To keep a Greenplum Database system running efficiently, the database must be regularly cleared of expired data and the table statistics must be updated so that the query optimizer has accurate information.
Greenplum Database requires that certain tasks be performed regularly to achieve optimal performance. The tasks discussed here are required, but database administrators can automate them using standard UNIX tools such as
cron scripts. An administrator sets up the appropriate scripts and checks that they ran successfully. See Recommended Monitoring and Maintenance Tasks for additional suggested maintenance activities you can implement to keep your Greenplum system running optimally.

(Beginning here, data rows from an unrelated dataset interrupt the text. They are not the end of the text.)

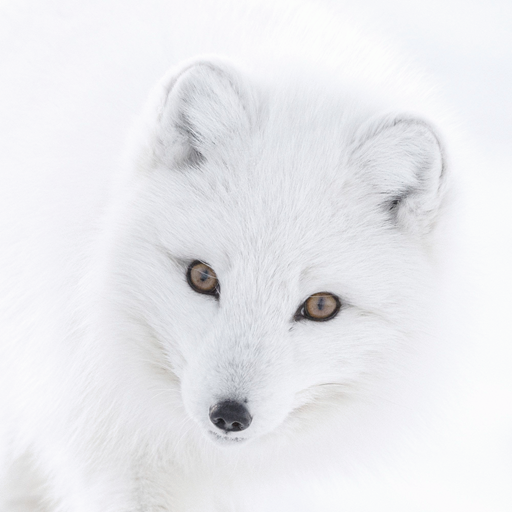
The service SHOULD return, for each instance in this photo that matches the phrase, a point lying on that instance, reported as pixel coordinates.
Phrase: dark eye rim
(215, 292)
(302, 314)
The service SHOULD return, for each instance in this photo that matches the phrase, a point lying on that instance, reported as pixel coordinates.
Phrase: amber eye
(202, 278)
(320, 307)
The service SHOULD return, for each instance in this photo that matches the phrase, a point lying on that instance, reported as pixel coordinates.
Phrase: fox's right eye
(202, 279)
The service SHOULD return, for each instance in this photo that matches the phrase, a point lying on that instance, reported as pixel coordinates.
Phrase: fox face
(271, 250)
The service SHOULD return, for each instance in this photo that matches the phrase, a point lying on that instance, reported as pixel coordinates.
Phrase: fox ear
(200, 110)
(402, 159)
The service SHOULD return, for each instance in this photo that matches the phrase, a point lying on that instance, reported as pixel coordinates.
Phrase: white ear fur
(202, 111)
(402, 158)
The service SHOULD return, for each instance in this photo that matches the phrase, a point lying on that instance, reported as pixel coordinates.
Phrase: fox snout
(230, 416)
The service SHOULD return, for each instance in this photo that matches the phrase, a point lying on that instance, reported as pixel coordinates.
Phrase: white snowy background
(467, 47)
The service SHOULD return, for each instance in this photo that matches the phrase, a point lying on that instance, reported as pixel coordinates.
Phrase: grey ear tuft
(201, 110)
(402, 159)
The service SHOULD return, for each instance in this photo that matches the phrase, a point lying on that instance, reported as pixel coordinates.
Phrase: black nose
(230, 416)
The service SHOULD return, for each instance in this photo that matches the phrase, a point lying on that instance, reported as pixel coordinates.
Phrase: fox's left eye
(319, 307)
(203, 279)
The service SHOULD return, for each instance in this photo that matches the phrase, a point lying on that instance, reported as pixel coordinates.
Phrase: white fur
(293, 160)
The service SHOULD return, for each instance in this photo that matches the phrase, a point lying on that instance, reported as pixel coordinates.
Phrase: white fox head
(273, 193)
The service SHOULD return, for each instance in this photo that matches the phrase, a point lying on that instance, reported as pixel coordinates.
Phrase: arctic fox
(258, 295)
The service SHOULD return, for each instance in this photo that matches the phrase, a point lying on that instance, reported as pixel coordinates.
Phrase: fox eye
(319, 307)
(202, 278)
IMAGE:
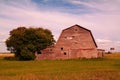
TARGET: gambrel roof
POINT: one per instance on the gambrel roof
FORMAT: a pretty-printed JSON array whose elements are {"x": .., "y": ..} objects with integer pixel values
[{"x": 84, "y": 29}]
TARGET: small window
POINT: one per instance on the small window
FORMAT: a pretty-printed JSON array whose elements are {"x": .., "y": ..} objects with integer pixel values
[
  {"x": 61, "y": 48},
  {"x": 65, "y": 53},
  {"x": 75, "y": 29},
  {"x": 39, "y": 52}
]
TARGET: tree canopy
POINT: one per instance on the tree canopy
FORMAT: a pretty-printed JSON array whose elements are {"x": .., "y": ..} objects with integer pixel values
[{"x": 24, "y": 42}]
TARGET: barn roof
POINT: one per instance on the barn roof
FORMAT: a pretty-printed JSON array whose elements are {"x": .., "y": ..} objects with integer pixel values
[{"x": 84, "y": 29}]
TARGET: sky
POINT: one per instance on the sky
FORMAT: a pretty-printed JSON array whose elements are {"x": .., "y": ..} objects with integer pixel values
[{"x": 102, "y": 17}]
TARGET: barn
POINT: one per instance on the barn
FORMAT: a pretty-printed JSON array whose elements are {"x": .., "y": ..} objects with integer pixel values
[{"x": 74, "y": 42}]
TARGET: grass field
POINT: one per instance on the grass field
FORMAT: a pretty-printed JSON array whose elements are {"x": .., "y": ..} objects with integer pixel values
[{"x": 107, "y": 68}]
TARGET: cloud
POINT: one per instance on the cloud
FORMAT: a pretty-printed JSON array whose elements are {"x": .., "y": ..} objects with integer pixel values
[{"x": 103, "y": 6}]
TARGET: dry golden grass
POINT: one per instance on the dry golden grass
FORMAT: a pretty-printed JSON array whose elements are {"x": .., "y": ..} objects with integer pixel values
[
  {"x": 113, "y": 55},
  {"x": 107, "y": 68}
]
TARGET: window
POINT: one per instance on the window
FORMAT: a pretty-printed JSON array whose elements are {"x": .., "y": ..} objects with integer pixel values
[
  {"x": 75, "y": 29},
  {"x": 69, "y": 37},
  {"x": 65, "y": 53},
  {"x": 61, "y": 48},
  {"x": 39, "y": 52}
]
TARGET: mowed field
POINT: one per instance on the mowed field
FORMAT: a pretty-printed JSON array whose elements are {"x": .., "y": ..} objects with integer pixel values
[{"x": 107, "y": 68}]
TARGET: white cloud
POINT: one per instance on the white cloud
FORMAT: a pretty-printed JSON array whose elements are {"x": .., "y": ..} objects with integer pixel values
[{"x": 108, "y": 6}]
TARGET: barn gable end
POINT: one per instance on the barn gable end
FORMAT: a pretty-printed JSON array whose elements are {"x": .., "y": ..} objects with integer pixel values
[{"x": 74, "y": 42}]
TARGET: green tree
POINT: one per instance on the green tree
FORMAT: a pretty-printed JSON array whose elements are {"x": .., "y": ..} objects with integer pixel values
[{"x": 24, "y": 42}]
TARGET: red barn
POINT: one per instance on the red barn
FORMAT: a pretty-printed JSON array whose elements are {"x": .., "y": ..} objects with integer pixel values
[{"x": 74, "y": 42}]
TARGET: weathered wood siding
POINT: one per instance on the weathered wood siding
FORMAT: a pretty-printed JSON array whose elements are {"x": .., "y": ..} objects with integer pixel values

Parent topic: Managing a Greenplum System
The design of the MVCC transaction concurrency model used in Greenplum Database means that deleted or updated data rows still occupy physical space on disk even though they are not visible to new transactions. If your database has many updates and deletes, many expired rows exist and the space they use must be reclaimed with the
VACUUM command. The
VACUUM command also collects table-level statistics, such as numbers of rows and pages, so it is also necessary to vacuum append-optimized tables, even when there is no space to reclaim from updated or deleted rows.
Vacuuming an append-optimized table follows a different process than vacuuming heap tables. On each segment, a new segment file is created and visible rows are copied into it from the current segment. When the segment file has been copied, the original is scheduled to be dropped and the new segment file is made available. This requires sufficient available disk space for a copy of the visible rows until the original segment file is dropped.
If the ratio of hidden rows to total rows in a segment file is less than a threshold value (10, by default), the segment file is not compacted. The threshold value can be configured with the
gp_appendonly_compaction_threshold server configuration parameter.
VACUUM FULL ignores the value of
gp_appendonly_compaction_threshold and rewrites the segment file regardless of the ratio.
You can use the
__gp_aovisimap_compaction_info() function in the gp_toolkit schema to investigate the effectiveness of a VACUUM operation on append-optimized tables.
For information about the
__gp_aovisimap_compaction_info() function see, "Checking Append-Optimized Tables" in the Greenplum Database Reference Guide.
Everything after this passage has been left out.